Andreeva domina in due set
Mirra Andreeva si è trasformata da adolescente talentuosa a campionessa del Grande Slam sul Court Philippe-Chatrier sabato 6 giugno. La 19enne numero 8 del mondo ha sconfitto la qualificata Maja Chwalinska 6-3, 6-2 per vincere il titolo femminile singolare del Roland Garros. Andreeva è la campionessa più giovane a Parigi da quando Monica Seles ha conquistato il suo terzo titolo consecutivo al Roland-Garros nel 1992 all'età di 18 anni.
Andreeva ha iniziato lentamente, apparendo nervosa nei primi 20 minuti della sua prima finale del Grande Slam. Ma ha trovato il suo ritmo e ha dominato dalla metà del primo set in poi, rompendo il servizio di Chwalinska più volte.
Un'ascesa rapida attraverso le classifiche
Andreeva ha iniziato il suo viaggio nel Grande Slam al Roland-Garros nel 2023, dove è entrata come qualificata e ha fatto una sorprendente corsa fino alle semifinali. Ora, appena due anni dopo, ha sollevato la Coupe Suzanne-Lenglen. È allenata dall'ex numero 2 del mondo e finalista del Roland-Garros 2000 Conchita Martinez, e ha superato Martinez di un gradino vincendo il titolo.

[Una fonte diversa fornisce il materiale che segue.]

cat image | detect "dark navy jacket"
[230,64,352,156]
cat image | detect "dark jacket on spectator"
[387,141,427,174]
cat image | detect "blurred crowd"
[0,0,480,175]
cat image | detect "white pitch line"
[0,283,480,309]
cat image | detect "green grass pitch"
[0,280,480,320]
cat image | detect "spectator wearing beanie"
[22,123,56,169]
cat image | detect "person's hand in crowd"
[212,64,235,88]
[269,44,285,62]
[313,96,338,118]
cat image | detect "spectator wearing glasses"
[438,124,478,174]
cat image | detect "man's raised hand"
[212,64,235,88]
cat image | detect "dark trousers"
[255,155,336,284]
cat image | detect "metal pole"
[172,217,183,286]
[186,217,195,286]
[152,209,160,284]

La vittoria corona un'ascesa notevole per la giovane tennista russa, descritta come uno dei talenti più promettenti del tennis femminile.

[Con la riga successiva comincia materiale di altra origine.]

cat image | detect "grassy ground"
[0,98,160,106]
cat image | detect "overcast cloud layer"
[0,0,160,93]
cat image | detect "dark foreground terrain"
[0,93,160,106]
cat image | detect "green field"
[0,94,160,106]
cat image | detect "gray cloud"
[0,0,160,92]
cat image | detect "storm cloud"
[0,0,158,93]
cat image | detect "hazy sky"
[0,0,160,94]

La corsa da favola di Chwalinska termina
Maja Chwalinska è entrata nel torneo come qualificata ed è diventata la storia del Roland Garros con la sua inaspettata corsa fino alla finale. La tennista polacca ha sconfitto diverse avversarie meglio classificate sulla strada per la partita per il titolo. Dopo l'incontro, Chwalinska ha dichiarato che il torneo è stata la ricompensa per 18 anni di pazienza e perseveranza.
Nella finale maschile, Flavio Cobolli era pronto ad affrontare Alexander Zverev. La finale del doppio femminile si è svolta anche durante l'ultimo fine settimana del torneo al Roland-Garros.